Former Zambia president's son denies graft allegationsBy MICHAEL CHAWE in Lusaka | Wednesday, May 2 2012 at 17:36
Former Zambia President Rupiah Banda’s elder son Andrew, has denied soliciting a two per cent cut from Italian company Fratelli Locci for helping register their company in the southern Africa state.
Andrew, also Zambia’s deputy High Commissioner to India, was questioned late Tuesday by corruption investigators.
I can never disown Locci, and neither do I expect them to disown me because we had an agreement which was made a long time ago…the percentage that they are talking about is a business agreement; nothing like soliciting for anything, nothing because I have not received anything from them to do with commission, Andrew said.
“If I had that kind of money, I would not even be where I am. It is genuine that I had an agreement with these people so I could recover (my costs) for the services that I provided to them to register in the country, the logistics…there is an agreement I do not dispute that.”
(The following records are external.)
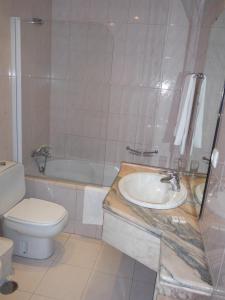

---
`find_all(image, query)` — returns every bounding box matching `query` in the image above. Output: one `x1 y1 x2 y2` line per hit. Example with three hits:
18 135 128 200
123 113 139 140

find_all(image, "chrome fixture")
187 72 205 79
202 156 210 163
126 146 158 157
24 18 44 25
192 72 205 79
31 145 51 173
32 145 51 158
160 171 180 192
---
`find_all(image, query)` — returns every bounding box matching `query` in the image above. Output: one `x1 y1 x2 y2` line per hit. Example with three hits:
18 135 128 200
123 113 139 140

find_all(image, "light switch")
211 148 219 168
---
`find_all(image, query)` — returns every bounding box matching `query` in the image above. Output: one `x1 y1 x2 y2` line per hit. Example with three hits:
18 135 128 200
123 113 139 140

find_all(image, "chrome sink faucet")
160 171 180 192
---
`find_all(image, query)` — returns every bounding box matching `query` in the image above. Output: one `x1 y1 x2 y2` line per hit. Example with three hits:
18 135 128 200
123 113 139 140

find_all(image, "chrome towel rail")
192 72 204 79
126 146 158 157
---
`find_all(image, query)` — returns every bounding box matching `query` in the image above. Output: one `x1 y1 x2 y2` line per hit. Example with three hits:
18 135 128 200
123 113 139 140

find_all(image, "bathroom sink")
118 172 187 209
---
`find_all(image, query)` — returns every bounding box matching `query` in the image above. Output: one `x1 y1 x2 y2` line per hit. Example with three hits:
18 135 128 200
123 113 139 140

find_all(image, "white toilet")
0 161 68 259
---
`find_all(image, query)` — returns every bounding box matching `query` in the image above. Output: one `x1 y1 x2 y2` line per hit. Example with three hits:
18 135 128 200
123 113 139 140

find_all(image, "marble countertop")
103 163 212 296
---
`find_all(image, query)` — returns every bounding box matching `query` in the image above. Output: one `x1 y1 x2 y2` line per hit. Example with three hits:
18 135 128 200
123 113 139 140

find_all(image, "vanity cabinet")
102 211 160 272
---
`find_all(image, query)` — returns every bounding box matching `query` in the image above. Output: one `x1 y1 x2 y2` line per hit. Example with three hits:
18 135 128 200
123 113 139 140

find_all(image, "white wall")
50 0 192 170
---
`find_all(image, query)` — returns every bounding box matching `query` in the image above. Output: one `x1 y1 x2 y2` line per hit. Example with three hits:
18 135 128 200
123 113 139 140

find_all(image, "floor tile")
94 244 135 278
55 233 70 245
82 271 132 300
0 290 32 300
10 234 71 294
49 235 72 264
13 253 53 270
35 264 91 300
53 236 102 268
133 262 157 283
11 261 48 293
69 234 103 245
130 280 155 300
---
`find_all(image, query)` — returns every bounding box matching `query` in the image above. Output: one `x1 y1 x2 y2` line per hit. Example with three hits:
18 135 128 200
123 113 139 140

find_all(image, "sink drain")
0 281 18 295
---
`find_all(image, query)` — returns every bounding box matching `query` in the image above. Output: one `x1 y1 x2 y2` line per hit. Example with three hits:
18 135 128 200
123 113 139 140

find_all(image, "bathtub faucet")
160 171 180 192
32 145 51 158
31 145 51 174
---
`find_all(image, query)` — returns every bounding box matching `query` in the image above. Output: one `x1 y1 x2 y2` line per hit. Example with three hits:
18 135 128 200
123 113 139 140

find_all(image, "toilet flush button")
211 148 219 168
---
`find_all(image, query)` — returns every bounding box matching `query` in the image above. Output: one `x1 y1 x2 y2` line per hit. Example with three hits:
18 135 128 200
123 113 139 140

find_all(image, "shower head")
24 18 44 25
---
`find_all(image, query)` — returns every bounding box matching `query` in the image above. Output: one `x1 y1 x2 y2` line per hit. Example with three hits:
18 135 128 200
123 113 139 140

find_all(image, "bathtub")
44 159 119 187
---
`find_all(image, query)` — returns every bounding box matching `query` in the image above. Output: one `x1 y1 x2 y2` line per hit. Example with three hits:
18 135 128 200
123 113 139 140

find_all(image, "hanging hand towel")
191 76 206 154
83 186 109 225
174 74 197 155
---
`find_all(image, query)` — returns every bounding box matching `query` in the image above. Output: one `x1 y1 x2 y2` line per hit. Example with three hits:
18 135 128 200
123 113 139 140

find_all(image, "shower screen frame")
11 17 22 163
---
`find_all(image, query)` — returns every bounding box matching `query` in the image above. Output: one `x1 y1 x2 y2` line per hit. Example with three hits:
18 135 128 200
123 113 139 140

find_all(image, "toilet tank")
0 162 25 216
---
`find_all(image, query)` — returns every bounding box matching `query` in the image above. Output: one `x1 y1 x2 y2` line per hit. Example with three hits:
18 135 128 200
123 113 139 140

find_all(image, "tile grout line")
80 239 105 300
79 241 136 300
11 257 52 296
31 233 72 296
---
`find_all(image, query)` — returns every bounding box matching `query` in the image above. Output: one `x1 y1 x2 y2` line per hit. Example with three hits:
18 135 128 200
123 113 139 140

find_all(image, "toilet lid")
4 198 67 226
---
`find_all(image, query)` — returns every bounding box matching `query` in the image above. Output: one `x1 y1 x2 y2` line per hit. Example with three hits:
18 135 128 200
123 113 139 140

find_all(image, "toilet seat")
3 198 68 238
4 198 67 226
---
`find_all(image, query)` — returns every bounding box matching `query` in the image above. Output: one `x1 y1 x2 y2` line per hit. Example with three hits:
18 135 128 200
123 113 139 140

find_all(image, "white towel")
83 186 109 225
191 76 206 154
174 74 197 155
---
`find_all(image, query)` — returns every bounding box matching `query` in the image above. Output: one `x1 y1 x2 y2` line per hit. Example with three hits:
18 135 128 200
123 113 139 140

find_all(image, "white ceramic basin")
118 172 187 209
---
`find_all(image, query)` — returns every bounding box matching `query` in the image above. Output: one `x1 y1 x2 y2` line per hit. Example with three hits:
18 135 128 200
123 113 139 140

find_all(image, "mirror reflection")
180 1 225 207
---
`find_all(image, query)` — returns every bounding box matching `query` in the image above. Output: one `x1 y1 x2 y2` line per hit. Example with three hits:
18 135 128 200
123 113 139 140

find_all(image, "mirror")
171 1 225 210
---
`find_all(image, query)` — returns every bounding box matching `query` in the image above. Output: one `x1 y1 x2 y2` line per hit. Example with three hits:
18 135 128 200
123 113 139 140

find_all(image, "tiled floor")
0 233 156 300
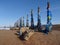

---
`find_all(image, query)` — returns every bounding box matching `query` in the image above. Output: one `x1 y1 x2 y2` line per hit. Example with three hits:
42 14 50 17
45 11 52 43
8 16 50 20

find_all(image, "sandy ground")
0 30 60 45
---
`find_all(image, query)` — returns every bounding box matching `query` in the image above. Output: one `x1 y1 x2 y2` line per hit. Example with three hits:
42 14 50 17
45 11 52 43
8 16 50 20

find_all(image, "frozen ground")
0 30 60 45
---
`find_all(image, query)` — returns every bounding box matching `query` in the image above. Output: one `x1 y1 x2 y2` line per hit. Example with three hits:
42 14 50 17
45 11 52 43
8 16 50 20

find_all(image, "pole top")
47 1 50 9
31 9 33 14
38 6 40 13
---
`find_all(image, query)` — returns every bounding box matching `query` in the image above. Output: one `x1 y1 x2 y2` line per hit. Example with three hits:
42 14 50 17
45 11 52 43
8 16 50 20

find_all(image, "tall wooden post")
31 9 34 29
37 6 41 31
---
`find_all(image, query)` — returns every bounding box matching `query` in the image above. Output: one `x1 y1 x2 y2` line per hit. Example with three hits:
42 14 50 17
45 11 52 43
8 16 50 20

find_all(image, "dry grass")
0 30 60 45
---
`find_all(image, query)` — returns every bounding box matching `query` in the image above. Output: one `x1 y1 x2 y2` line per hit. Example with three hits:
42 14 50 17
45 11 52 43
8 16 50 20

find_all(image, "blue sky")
0 0 60 26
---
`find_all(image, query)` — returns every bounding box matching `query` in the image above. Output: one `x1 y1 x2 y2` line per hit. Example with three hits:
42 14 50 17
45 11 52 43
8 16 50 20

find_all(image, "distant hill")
42 24 60 30
52 24 60 30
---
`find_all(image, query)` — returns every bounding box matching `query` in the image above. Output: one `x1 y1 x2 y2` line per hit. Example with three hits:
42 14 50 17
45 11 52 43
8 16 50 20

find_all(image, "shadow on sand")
14 33 25 41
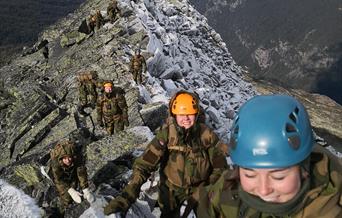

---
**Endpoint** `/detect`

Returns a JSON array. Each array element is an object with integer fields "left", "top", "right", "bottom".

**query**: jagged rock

[
  {"left": 14, "top": 164, "right": 41, "bottom": 186},
  {"left": 161, "top": 79, "right": 178, "bottom": 94},
  {"left": 206, "top": 106, "right": 220, "bottom": 123},
  {"left": 60, "top": 31, "right": 87, "bottom": 47},
  {"left": 140, "top": 102, "right": 168, "bottom": 131},
  {"left": 0, "top": 0, "right": 340, "bottom": 217},
  {"left": 160, "top": 65, "right": 182, "bottom": 80},
  {"left": 118, "top": 0, "right": 134, "bottom": 18},
  {"left": 86, "top": 127, "right": 153, "bottom": 179}
]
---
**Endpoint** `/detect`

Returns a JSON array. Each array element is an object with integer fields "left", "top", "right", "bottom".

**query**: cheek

[
  {"left": 240, "top": 176, "right": 256, "bottom": 192},
  {"left": 275, "top": 175, "right": 301, "bottom": 194},
  {"left": 176, "top": 117, "right": 183, "bottom": 126}
]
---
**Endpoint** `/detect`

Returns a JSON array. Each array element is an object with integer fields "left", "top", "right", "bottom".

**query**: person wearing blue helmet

[{"left": 197, "top": 94, "right": 342, "bottom": 218}]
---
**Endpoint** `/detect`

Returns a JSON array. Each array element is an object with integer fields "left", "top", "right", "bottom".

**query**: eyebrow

[{"left": 242, "top": 168, "right": 288, "bottom": 173}]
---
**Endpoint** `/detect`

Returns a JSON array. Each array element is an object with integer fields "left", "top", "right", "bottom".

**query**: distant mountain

[
  {"left": 0, "top": 0, "right": 341, "bottom": 216},
  {"left": 0, "top": 0, "right": 85, "bottom": 66},
  {"left": 189, "top": 0, "right": 342, "bottom": 104}
]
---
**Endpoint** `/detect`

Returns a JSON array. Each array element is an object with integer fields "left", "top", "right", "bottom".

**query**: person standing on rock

[
  {"left": 196, "top": 95, "right": 342, "bottom": 218},
  {"left": 87, "top": 14, "right": 96, "bottom": 33},
  {"left": 96, "top": 81, "right": 129, "bottom": 135},
  {"left": 130, "top": 49, "right": 147, "bottom": 84},
  {"left": 50, "top": 140, "right": 95, "bottom": 215},
  {"left": 87, "top": 10, "right": 105, "bottom": 33},
  {"left": 78, "top": 71, "right": 98, "bottom": 115},
  {"left": 95, "top": 9, "right": 105, "bottom": 31},
  {"left": 107, "top": 0, "right": 120, "bottom": 23},
  {"left": 103, "top": 90, "right": 228, "bottom": 217}
]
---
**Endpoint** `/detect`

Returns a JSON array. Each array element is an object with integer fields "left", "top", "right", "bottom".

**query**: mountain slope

He said Fratelli Locci was a company he had known even before he was in government circles.
Corruption investigators last Friday picked up Andrew at the Kenneth Kaunda International Airport for alleged graft related offences.
Oil deals
“It is to do with an allegation of him having solicited for two per cent from an Italian construction company Fratelli Locci. The agreement was that any present or future contracts that they would get, they give him a two per cent,” joint investigations team spokesperson Charity Chanda told reporters late Tuesday.
Andrew is also being investigated for $39,000 suspected to be proceeds of crime.
Andrew was yet to be charged by Tuesday despite appearing before the joint investigations team.
Fratelli Locci won one of the biggest deals for constructing the Pedicle Road, which links Zambia and the Democratic Republic of Congo.
President Michael Sata, upon ascending to power, launched an anti-graft drive which the opposition claims was targeting them.
The government has already linked another Banda’s son, Henry, to a sale of a state telecom and oil deals he was allegedly involved in during his father’s three-year reign.
Henry, currently in South Africa, says the allegations were politically motivated.
The opposition says President Sata’s government's fight against corruption was a witch-hunt aimed at weakening his opponents.